Govt urged to loosen e-cigarette rules
Some New Zealand tobacco researchers are calling for the government to allow e-cigarettes containing small amounts of nicotine to be sold here, in the same way nicotine patches are.
Academics say research shows e-cigarettes are one way smokers can reduce their nicotine intake and lead healthier lives.
They are calling on the Ministry of Health to loosen rules which prevent them being sold in New Zealand.
People inhale and exhale the liquid vapour produced by an electronic cigarette, otherwise known as a vapouriser.
But while it's illegal in New Zealand to sell ones with nicotine, the UK Government backs their use and allows them to be sold everywhere, including in supermarkets and corner shops.
Prime Minister David Cameron made a speech last month in support of the electronic cigarettes.
"I think we do need to be guided by the experts...one million people are estimated to have used e-cigarettes to help them quit or have replaced smoking with e-cigarettes completely."
E-cigarettes were a "very legitimate path" for many people to improve their health, he said.
Calls for NZ to change its rules
In New Zealand, only Ministry of Health-approved nicotine replacement therapies such as patches and gum can be sold.
The ministry's website states: "there is not enough evidence to be able to recommend e-cigarettes as an aid to quit".
But Massey University College of Health associate professor Marewa Glover said nicotine content in e-cigarettes was no more harmful than that found in legal quitting aids such as patches.
"They should just be on the market as a consumer product. They are 95 percent safer than smoking cigarettes, I don't even think they rate as a health issue actually. The toxins in vapour is miniscule compared to a cigarette.
"There's no known harms occurring to people who vape, in fact there are some studies showing that people, even if they still are smoking and vaping, they are experiencing improvements in their health."
The ministry needed to acknowledge the research, she said.
"Electronic cigarettes are a very challenging concept to our existing public health and tobacco control sector that's been operating on a 'quit or die' paradigm. So, it's 'you quit my way, or the highway'."
Rebecca Ruwhiu-Collins is a stop-smoking health worker.
She established an e-cigarette group with seven women from Glen Innes, Auckland, in November last year and six quit smoking within the six-week programme.
"I am just amazed. I've done groups with just stop smoking medicines that the Ministry of Health stand by. I've done many groups using these medicines.

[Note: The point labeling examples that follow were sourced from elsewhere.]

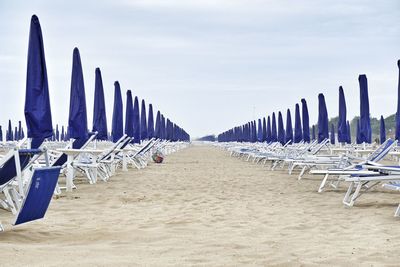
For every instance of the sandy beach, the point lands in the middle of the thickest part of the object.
(204, 208)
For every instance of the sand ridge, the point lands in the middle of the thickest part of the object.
(204, 208)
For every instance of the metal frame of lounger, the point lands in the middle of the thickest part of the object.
(354, 169)
(37, 196)
(362, 183)
(14, 164)
(100, 165)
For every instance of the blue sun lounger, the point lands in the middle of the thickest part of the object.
(39, 194)
(11, 167)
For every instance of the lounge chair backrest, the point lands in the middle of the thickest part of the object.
(39, 194)
(112, 149)
(8, 168)
(382, 150)
(78, 144)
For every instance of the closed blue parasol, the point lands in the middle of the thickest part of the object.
(358, 133)
(37, 102)
(157, 133)
(323, 127)
(57, 133)
(348, 133)
(10, 136)
(298, 131)
(77, 121)
(342, 122)
(274, 135)
(260, 131)
(264, 130)
(332, 135)
(129, 114)
(62, 137)
(382, 131)
(306, 121)
(365, 122)
(289, 127)
(143, 122)
(281, 129)
(313, 133)
(397, 136)
(136, 121)
(269, 131)
(117, 127)
(99, 109)
(150, 123)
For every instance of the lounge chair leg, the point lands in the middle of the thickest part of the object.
(322, 185)
(350, 197)
(397, 212)
(302, 172)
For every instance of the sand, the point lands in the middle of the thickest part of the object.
(204, 208)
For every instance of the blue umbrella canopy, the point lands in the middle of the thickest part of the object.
(260, 131)
(348, 133)
(281, 129)
(143, 122)
(274, 134)
(10, 136)
(254, 132)
(99, 109)
(298, 131)
(264, 131)
(129, 114)
(19, 130)
(313, 133)
(382, 132)
(397, 136)
(62, 134)
(136, 121)
(358, 133)
(157, 130)
(37, 102)
(306, 121)
(332, 136)
(163, 128)
(365, 122)
(77, 121)
(269, 131)
(117, 127)
(289, 128)
(168, 130)
(342, 122)
(323, 122)
(57, 133)
(150, 123)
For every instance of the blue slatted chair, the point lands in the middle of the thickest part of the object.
(39, 194)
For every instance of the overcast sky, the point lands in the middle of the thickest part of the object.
(208, 65)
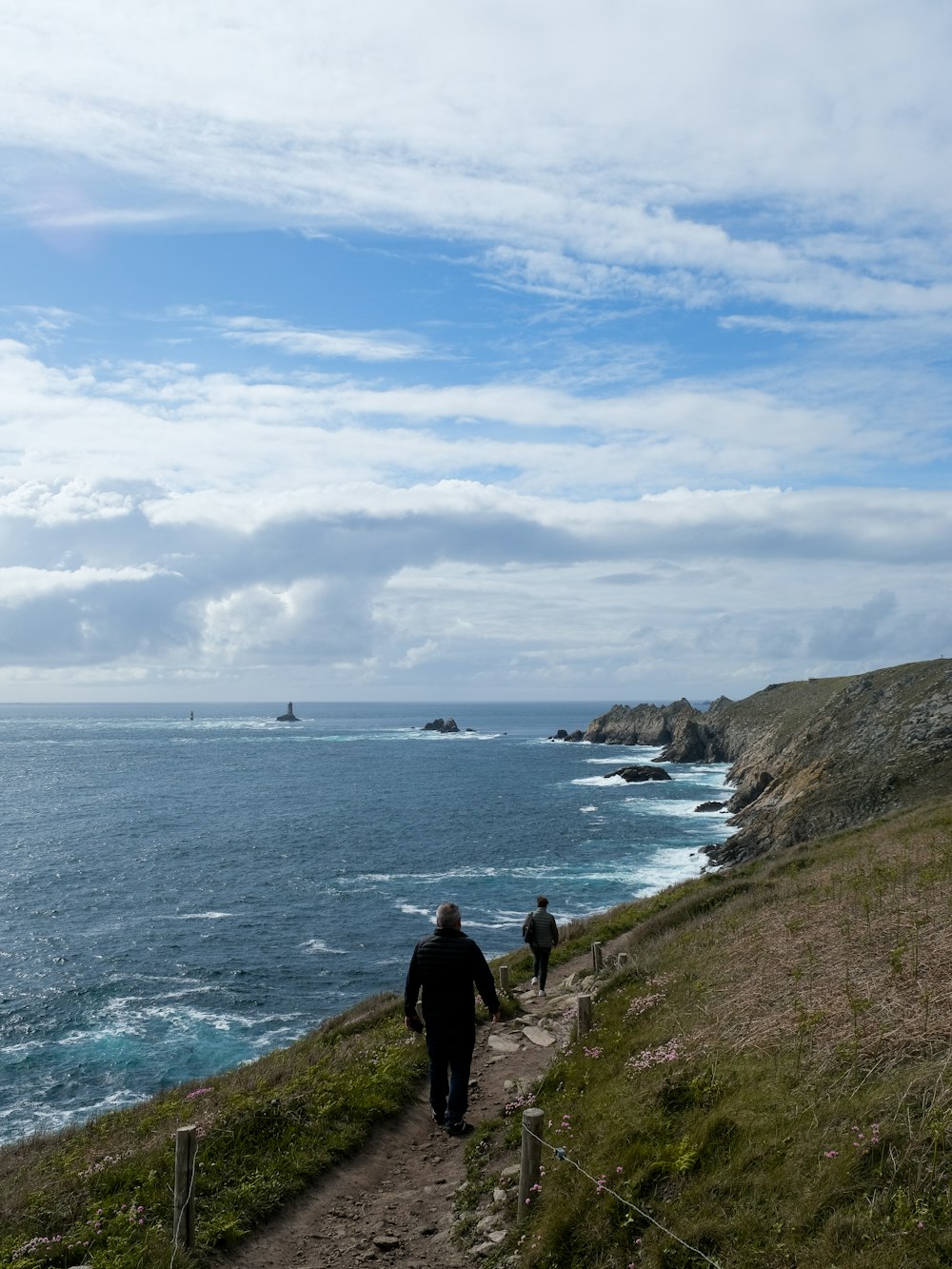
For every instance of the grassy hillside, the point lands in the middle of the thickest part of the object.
(769, 1081)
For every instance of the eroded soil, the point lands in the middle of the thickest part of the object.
(392, 1203)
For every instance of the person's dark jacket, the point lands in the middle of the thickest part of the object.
(447, 964)
(545, 932)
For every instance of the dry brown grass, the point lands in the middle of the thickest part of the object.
(844, 949)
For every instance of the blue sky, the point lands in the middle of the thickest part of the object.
(472, 351)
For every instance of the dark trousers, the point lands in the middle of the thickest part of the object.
(449, 1046)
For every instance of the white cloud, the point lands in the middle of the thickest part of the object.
(616, 153)
(360, 346)
(779, 169)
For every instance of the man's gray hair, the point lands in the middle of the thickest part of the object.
(447, 915)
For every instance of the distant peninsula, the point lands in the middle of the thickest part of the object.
(807, 758)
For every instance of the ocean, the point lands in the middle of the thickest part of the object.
(179, 895)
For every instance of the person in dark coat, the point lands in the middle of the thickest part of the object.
(545, 937)
(447, 964)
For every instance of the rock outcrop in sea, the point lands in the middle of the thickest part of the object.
(445, 724)
(639, 774)
(809, 758)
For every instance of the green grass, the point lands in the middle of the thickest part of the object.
(767, 1085)
(103, 1193)
(771, 1081)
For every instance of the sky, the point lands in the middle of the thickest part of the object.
(528, 350)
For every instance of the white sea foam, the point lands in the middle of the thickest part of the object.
(323, 948)
(200, 917)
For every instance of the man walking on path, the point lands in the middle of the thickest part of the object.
(544, 938)
(447, 964)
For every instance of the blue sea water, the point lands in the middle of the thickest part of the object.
(179, 896)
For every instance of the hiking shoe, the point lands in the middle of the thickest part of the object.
(460, 1130)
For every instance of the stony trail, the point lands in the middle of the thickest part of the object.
(392, 1202)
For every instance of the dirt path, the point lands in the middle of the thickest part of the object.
(392, 1203)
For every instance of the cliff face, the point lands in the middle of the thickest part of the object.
(810, 758)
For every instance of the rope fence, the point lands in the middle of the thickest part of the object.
(527, 1181)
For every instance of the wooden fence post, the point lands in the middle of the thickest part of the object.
(531, 1158)
(185, 1202)
(585, 1016)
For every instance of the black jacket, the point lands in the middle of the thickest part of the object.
(447, 964)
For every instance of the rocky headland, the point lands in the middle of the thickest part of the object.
(807, 758)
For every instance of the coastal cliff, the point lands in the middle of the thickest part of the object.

"Even in this group I have offered them other stop smoking medicines if they didn't want to use the vapourisers, but this is probably the first time where you don't have people coming back each week having [had] this real tough week."
Peter Hajek is a professor of clinical psychology and director of the Tobacco Dependence Research Unit at Queen Mary University of London.
He co-wrote a report for Public Health England, a government executive agency.
It concluded that e-cigarettes were significantly less harmful to health than tobacco and have the potential to help smokers quit smoking.
Professor Hajek said New Zealand's Ministry of Health should allow e-cigarettes to be sold here.
"We have a serious problem here because it's favouring cigarettes over their competitor so this is all helping the tobacco industry to carry on selling the dangerous stuff and provides a disincentive to anybody trying to do anything safer. It's really a scandal."
Research in England showed e-cigarettes were not a gateway drug for children or non-smokers, Professor Hajek said.
"It's so patently obvious that people could limit the harm to their health and it's not happening because the regulators are trying to actually protect cigarettes.
"It's not that they want to do this it's an unintended consequence."
University of Canterbury adjunct professor, doctor Murray Laugesen's research showed nicotine levels in e-cigarettes were half-to-two thirds that of a normal cigarette, but toxicity levels were 100 times lower.
There should be one rule for everyone so people could vape in the same way they can smoke tobacco, he said.
More research needed, health advocates say
But the co-director of a research group at the University of Otago aiming to make the country tobacco-free by 2025, disagreed.
Janet Hoek of ASPIRE 2025, who is also a Professor in the Department of Marketing at the University of Otago, said to be responsible, New Zealand had to take a more conservative stance.
"The decision about what is the most effective treatment absolutely has to be evidence-based. We don't want to give something to people that might have health risks that haven't yet been identified, but will come back to haunt them in say, 10 or 15 years time.
"We really don't want a situation where we're re-introducing something like smoke tobacco which was initially touted as bringing some health benefits."
Professor Hoek believed the ministry was driven by evidence and would be open to adopting a more liberal approach to regulating e-cigarettes if there was evidence which proved it was beneficial to people's health.
No one from the ministry was available for an interview but it said in a statement that it continued to assess new evidence as it arose.
The long term impact of using e-cigarettes was still unknown, it said.